As for the logs, it's really not that I don't want to give them to you, but there really isn't anything more in them than this one error over and over again and before that the SQL-Query that the jdbc-plugin executes. That's it.

Exactly because the log was giving me nothing I went and monitored the network traffic on both systems to see how the data was being transferred to elasticsearch and you could really see how the server used UTF-8 (like what Elasticsearch expects: as an example it used two bytes "C3 A4" for an "ä", while the desktop pc uses one byte "E4" for an "ä") except like I said when I redirect the stdout It literally changes the way the data is sent to Elasticsearch and I don't get why.

Rios · October 20, 2022, 8:50pm

Yes FB, just as a example. I had the same issue.

For your case, try:
columns_charset => { "column0" => "UTF-16" }

simon137 · October 21, 2022, 6:23am

Thanks for the tip, but I tried that already and unfortunately this doesn't work either, no matther what encoding I use (UTF-16 would be correct, but I used ISO-8859-1, UTF-8 and several others in my test also).

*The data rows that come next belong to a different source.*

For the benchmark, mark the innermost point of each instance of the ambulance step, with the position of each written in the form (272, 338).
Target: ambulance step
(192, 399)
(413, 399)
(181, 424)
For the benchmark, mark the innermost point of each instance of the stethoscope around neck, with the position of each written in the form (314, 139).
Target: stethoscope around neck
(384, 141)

simon137 · October 21, 2022, 8:09am

I just checked with a few up and downgrades and it seems it all worked fine up until v8.3.3 and since v8.4.0 it doesn't anymore.
So I went ahead and created an issue on github for it: Logstash throws "Incompatible Encodings" error when querying NVARCHAR-Fields from MSSQL-Server · Issue #14679 · elastic/logstash · GitHub

simon137 · October 21, 2022, 9:32am

I'm pretty sure, this PullRequest might have been the breaking change here: https://github.com/elastic/logstash/pull/13523

system · November 18, 2022, 9:32am

This topic was automatically closed 28 days after the last reply. New replies are no longer allowed.